A história se passou em abril de 2021. Judy May, moradora de Brownsville, Indiana, foi enganada por um golpista se passando por parente. O golpista disse a ela que se ela comprasse um vale-presente do Google Play, ela teria direito a subsídios federais.
May foi informada de que precisaria enviar o código no verso do cartão-presente para cobrir certos custos iniciais e obter a entrega do subsídio no mesmo dia. Ela disse que perdeu US$ 1.000 com o golpe – dinheiro que o Google se recusou a reembolsar.
May propôs uma ação coletiva contra o Google, acusando a empresa de lucrar ilegalmente com o golpe ao se recusar a fornecer reembolsos.
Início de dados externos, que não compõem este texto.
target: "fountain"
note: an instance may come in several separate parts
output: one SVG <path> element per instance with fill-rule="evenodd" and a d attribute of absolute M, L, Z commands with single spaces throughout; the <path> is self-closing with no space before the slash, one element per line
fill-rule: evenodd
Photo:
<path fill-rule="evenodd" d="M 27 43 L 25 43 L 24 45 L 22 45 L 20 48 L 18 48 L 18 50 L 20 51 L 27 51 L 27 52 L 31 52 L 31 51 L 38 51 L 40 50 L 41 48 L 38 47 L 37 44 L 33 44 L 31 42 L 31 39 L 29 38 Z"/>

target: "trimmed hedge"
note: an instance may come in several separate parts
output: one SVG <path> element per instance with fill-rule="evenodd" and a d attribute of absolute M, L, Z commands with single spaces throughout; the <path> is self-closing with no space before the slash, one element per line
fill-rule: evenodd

O processo também afirma que o Google se envolve em uma série de práticas injustas e deveria colocar avisos em seus cartões-presente para informar os compradores sobre possíveis golpes.
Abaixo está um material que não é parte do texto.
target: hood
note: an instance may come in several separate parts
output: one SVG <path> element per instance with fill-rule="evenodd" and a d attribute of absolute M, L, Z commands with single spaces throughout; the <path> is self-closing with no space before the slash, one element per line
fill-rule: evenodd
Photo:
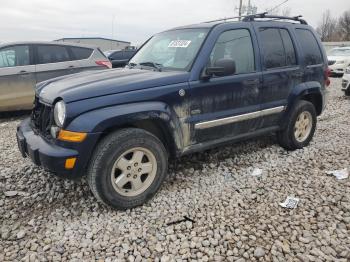
<path fill-rule="evenodd" d="M 110 69 L 68 75 L 40 83 L 36 93 L 46 103 L 58 97 L 66 103 L 188 81 L 188 72 Z"/>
A juíza distrital dos EUA, Beth Labson Freeman, rejeitou o processo esta semana. Foram os golpistas, e não o Google, que persuadiram May a comprar os cartões, disse o juiz, acrescentando que os demandantes não conseguiram provar que o Google sabia que havia recebido dinheiro roubado ou causado perdas.
O Google cobra uma comissão de 15% a 30% nas compras com vale-presente. O juiz Freeman disse que a gigante da tecnologia não era responsável pela cobrança do dinheiro porque as ações do Google não tinham relação com a fraude original.
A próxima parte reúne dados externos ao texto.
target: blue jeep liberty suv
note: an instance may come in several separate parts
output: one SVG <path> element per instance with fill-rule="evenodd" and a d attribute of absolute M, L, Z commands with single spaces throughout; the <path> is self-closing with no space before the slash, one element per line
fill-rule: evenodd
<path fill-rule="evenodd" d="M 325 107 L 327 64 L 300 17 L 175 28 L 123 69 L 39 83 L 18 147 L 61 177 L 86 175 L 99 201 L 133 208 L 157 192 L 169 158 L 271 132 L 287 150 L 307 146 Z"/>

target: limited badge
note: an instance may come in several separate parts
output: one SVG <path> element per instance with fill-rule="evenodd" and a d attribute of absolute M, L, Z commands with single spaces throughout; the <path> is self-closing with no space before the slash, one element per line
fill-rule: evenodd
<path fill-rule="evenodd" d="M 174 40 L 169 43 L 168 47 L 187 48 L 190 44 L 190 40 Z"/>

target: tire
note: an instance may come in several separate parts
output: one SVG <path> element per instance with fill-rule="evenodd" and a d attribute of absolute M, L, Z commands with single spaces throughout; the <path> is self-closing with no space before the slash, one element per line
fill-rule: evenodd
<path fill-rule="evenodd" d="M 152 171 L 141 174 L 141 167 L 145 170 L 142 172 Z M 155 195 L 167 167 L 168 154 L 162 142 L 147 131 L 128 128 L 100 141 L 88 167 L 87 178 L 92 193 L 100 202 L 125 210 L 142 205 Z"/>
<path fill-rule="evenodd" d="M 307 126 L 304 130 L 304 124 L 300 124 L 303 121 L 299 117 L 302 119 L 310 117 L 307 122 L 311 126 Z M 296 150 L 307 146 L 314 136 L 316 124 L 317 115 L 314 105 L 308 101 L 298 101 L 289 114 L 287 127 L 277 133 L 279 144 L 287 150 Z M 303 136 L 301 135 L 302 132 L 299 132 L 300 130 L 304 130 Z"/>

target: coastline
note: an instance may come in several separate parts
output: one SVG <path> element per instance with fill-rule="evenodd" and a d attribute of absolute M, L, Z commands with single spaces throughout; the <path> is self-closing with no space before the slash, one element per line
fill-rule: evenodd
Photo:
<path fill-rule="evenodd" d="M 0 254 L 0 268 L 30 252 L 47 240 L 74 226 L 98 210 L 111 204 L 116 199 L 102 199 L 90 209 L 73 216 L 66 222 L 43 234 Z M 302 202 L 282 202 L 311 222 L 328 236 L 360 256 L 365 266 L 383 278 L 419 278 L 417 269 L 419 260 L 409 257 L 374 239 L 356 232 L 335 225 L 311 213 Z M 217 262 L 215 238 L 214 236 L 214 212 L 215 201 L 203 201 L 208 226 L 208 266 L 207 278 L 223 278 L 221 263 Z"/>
Freeman também disse que o Google não se envolveu em práticas injustas e concordou com a empresa que os fundos não foram considerados roubados quando May comprou os cartões. May também não conseguiu provar que o Google implantou tecnologia para detectar fraudes quando ela fez compras.
Freeman decidiu que "May sofreu perdas financeiras devido a incentivos fraudulentos de golpistas terceirizados, e não por negligência ou declarações falsas do Google".
May pode então tentar arquivar novamente o processo alterado nos próximos 45 dias, e o juiz também rejeitou um pedido de indenização tripla porque “não conseguiu demonstrar que, dado o conhecimento de May sobre o golpe do cartão-presente, ela provavelmente seria vítima de tal golpe novamente”.
Os americanos perderam US$ 217 milhões em fraudes com cartões de presente ou recarga no ano passado, de acordo com a Comissão Federal de Comércio, e isso inclui apenas os casos relatados, o que significa que o valor real é provavelmente muito maior. May disse que os cartões do Google Play são responsáveis por 20% das fraudes com cartões-presente.